Conta-se que certo jovem brasileiro fez uma grande viagem pela Europa onde visitou vários pontos turísticos, dentre eles, um famoso museu.
Ao contemplar de perto algumas das mais prestigiadas obras de arte do mundo, teria dito em voz alta: "Não acho grande coisa esses quadros". Ouvindo isto, o guarda do museu aproximou-se dele e disse: "Você vai me desculpar, amigo; mas os quadros não estão numa sessão de júri".
O filósofo alemão Hans-Georg Gadamer nos traz uma preciosa lição acerca do respeito que o intérprete deve mostrar em relação ao texto. Ele o diz advertindo que "[...] uma consciência formada hermeneuticamente deve ser de antemão receptiva à alteridade do texto" (GADAMER, 2002, p. 76).
Às vezes, ocorre do intérprete se aproximar do texto levando consigo seus "pré- conceitos" (vor-urteile) e ao enfrentá-lo ser contrariado com o que o texto lhe diz.
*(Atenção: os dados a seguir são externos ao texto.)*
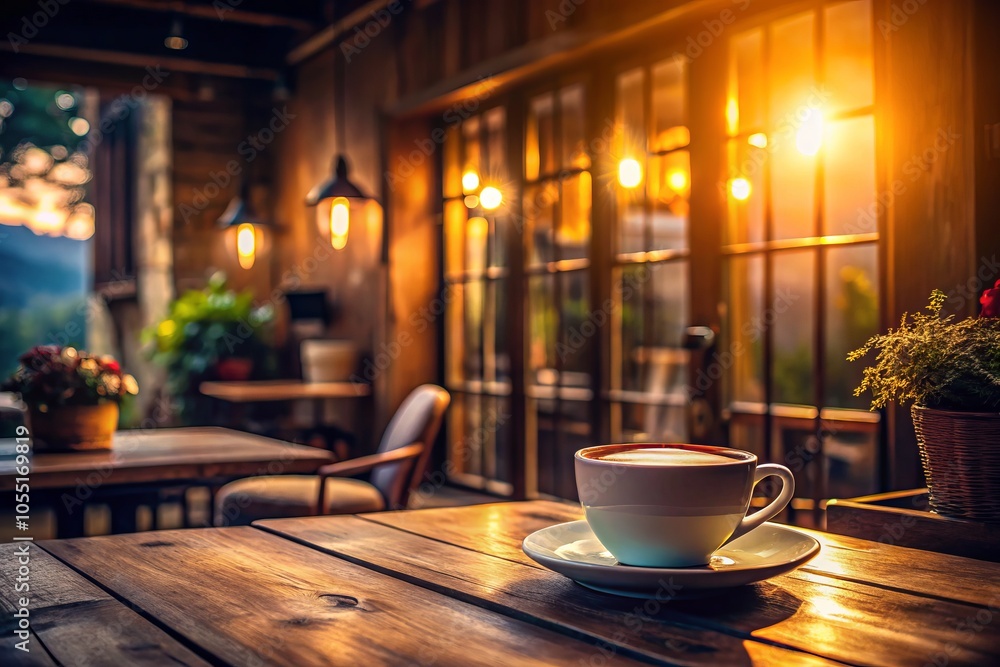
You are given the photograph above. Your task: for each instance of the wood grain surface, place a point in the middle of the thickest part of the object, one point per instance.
(245, 596)
(858, 602)
(77, 623)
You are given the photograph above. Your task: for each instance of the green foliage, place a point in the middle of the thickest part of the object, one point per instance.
(205, 326)
(935, 362)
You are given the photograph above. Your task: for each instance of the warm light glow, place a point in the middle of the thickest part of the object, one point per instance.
(732, 116)
(470, 181)
(677, 180)
(490, 198)
(740, 188)
(246, 245)
(629, 173)
(80, 126)
(340, 223)
(809, 137)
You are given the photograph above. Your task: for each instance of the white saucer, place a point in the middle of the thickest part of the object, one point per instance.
(572, 550)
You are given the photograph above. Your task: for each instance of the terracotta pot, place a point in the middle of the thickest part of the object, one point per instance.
(960, 452)
(234, 369)
(71, 428)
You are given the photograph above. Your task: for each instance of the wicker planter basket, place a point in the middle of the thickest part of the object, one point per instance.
(960, 452)
(73, 428)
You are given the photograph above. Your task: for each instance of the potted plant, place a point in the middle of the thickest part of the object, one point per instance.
(72, 397)
(213, 333)
(950, 370)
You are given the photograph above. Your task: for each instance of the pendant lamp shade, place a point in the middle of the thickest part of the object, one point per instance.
(338, 185)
O choque entre suas expectativas e o texto em si força o hermeneuta a se dar conta de que a longa cadeia de pressuposições a que o texto deveria apenas se conformar, deve ser corrigida pelo texto que simplesmente não se conforma a ela: “Quem procura compreender está sujeito a errar por causa das opiniões prévias, que não se confirmam nas coisas elas mesmas”. (GADAMER, 2002, p. 75).
Diante dessa situação, não são poucos os que se sentem humilhados e decepcionados diante de textos que lhes reprovam o modo de pensar e compreender e, portanto, aquele sentimento de inferioridade e revolta logo dá lugar a um certo desprezo ao texto que rapidamente perde a primazia no processo interpretativo do hermeneuta cujo resultado ele julga ser maior e mais importante que o objeto de seu trabalho.
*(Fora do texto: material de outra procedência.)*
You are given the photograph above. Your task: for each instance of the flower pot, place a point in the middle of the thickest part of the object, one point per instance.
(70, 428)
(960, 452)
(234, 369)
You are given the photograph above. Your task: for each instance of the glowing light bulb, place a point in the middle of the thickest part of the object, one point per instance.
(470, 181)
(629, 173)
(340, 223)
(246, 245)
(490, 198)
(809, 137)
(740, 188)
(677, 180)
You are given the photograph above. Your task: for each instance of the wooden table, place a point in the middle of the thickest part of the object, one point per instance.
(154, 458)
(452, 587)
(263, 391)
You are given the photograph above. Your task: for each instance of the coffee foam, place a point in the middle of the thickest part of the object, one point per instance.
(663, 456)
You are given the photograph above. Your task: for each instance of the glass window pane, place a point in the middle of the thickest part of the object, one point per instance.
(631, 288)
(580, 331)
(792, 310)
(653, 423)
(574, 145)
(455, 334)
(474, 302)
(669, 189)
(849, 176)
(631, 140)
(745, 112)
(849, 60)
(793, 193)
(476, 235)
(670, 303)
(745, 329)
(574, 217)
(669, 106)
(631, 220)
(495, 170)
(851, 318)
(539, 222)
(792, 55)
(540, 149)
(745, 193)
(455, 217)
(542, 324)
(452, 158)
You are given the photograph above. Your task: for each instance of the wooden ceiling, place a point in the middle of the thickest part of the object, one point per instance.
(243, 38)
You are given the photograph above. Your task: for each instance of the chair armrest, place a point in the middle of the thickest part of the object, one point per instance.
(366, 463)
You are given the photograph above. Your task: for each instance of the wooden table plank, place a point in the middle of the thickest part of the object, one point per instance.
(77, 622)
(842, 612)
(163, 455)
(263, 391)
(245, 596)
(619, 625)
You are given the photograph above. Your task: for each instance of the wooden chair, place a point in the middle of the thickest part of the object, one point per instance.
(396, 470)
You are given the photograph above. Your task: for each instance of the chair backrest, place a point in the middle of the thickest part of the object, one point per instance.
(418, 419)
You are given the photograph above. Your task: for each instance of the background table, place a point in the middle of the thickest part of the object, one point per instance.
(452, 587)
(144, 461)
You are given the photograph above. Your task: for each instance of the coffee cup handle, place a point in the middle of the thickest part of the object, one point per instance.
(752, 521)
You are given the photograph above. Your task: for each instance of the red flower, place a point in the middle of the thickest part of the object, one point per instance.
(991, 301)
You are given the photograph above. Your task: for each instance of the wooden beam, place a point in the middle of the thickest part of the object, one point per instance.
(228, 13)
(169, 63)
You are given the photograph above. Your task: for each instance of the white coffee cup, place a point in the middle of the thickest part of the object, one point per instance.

No entanto, compreender um texto, ensina Gadamer, não é o mesmo que prendê-lo a ponto de que este fique amordaçado, silenciado. É preciso deixar que o texto lhe diga alguma coisa: "[...] o texto não é pretexto para que só o intérprete fale"! (REALE; ANTISERI, 2005, p.253).
Aquele jovem não percebeu que não poderia julgar aquelas obras, pois era o público que visitava o museu que estava sendo julgado por elas. É o que ocorre também quando estamos diante de grandes obras literárias, de textos sagrados como a Bíblia ou mesmo de textos normativos como a Constituição.
Nós é que nos julgamos pelo juízo que delas fazemos!
Notas e Referências
GADAMER, Hans-Georg. Verdade e Método II: complementos e índice. Trad. Enio Paulo Giachini. Petrópolis. Rio de Janeiro: Vozes, 2002.
REALE, Gianni; ANTISERI, Dario. História da filosofia: de Nietzsche a Escola de Frankfurt. Vol. 6. São Paulo: Paulus, 2005.